When a member of Buffalo State’s rugby team suggested to Johnathan Ciolek that he sign up for the club team, Ciolek, then a freshman, was skeptical.
“I’m a really small guy,” said the junior journalism major. “Even though I wrestled and played soccer in high school, I thought I’d get broken in half.”
However, he decided to give the sport a try.
“I went to their first practice and I’ve been there ever since,” said Ciolek, who now plays scrum half, a position similar to a football quarterback, and helped the team achieve three wins this season.
Ciolek, who grew up in South Buffalo and attended St. Francis High School, said he never envisioned himself playing rugby in 40-degree rainy weather or stepping out of his comfort zone in the myriad other ways he has at Buffalo State.
"Buffalo State has opened me up to want to do so much more.”

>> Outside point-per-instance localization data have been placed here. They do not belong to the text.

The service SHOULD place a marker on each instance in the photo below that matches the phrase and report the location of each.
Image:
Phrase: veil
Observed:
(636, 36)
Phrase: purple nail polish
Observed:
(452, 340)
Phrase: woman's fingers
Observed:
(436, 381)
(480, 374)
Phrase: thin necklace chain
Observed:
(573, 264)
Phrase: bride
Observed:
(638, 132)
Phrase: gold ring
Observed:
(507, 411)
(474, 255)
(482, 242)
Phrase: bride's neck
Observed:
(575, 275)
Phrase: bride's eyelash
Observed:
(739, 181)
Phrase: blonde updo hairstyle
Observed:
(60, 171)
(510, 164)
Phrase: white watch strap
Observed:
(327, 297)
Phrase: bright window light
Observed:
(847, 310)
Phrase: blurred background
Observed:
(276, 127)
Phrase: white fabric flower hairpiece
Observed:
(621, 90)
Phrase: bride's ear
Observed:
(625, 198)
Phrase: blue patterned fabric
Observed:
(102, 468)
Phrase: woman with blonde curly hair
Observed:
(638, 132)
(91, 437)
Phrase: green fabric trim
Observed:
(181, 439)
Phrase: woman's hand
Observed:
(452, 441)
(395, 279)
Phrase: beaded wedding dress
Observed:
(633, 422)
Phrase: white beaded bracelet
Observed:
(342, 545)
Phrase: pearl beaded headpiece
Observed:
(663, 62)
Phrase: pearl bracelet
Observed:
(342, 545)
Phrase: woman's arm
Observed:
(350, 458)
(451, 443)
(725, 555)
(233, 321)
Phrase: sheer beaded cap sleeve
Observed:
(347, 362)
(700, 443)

Networking On and Off Campus
During his sophomore year, he was hired as a resident adviser in North Wing residence hall, where he enjoyed serving as a sounding board for freshmen getting adjusted to college life. And he joined the Record, the college’s student newspaper, where he’s covered a range of hard news and feature stories that will fill a portfolio he can use when he looks for jobs after graduation.
“I’d definitely recommend getting involved on campus,” Ciolek said. “Your friend group expands so much. Also, networking is a big benefit of joining clubs and organizations. In rugby, there are alumni who have connections and different areas of expertise. And that could help me, too.”
Ciolek’s adventurous spirit has expanded to other activities. He rode a mountain bike for the first time last summer, and he plans to try snowboarding this winter.
“Buffalo State has opened me up to want to do so much more,” he said.
Appreciating His Honors Scholarship
Ciolek, who will be the first person in his family to graduate from college, was a dedicated student in high school, aiming to make his parents and grandmother proud. His grades qualified him for acceptance into the college’s Muriel A. Howard Honors Program, which includes a generous scholarship.
Through the honors program, Ciolek has had the opportunity to take a selection of classes specifically designed for honors students, including Jewelry Making.
“I never imagined I’d take a jewelry-making class,” he said. “I think the honors program offers so much diversity when it comes to classes and interactions. It really helps students grow.”
Having the honors scholarship also inspired Ciolek to apply himself academically. His grade point average hasn’t dropped below 3.5 and is currently at 3.86 overall.
He’s discovered that courses in his major, such as Feature Writing and Media Literacy, have been his favorites. Journalism professors, including Joseph Marren, who also serves as his adviser, have helped him achieve his goals.
“Professor Marren and I connected right away,” Ciolek said, “I feel like he’s been the driving force to make sure I stay on course.”
Marren described Ciolek as a quiet student leader.
“When he was in my class, he did the work and contributed in other ways, such as in discussions, that showed me he could lead,” Marren said. “That impressed me.”
On the Record
Annemarie Franczyk, associate professor of journalism who is the Record adviser, said Ciolek is one of the finest students she’s had in 27 years of teaching at Buffalo State.
“His thoughtful approach to his studies and hard work on his assignments always produced exemplary material that earned A’s in my classes,” Franczyk said. “In fact, I’m using one of his past writing assignments as a model for current students to follow. His writing, whether it is a class assignment or a story for the Record, is mature and a pleasure to read.”
Serving on the Record and on the rugby team also resulted in deeper friendships than Ciolek ever imagined he would find in college. He now shares an off-campus apartment with two of his teammates.
“We’re more than a club sport,” he said. “We’re a family. Through stressors and struggles, the rugby team has been there for me. Honestly, being able to bond with them and embracing rugby culture is one of the best things that’s happened to me.”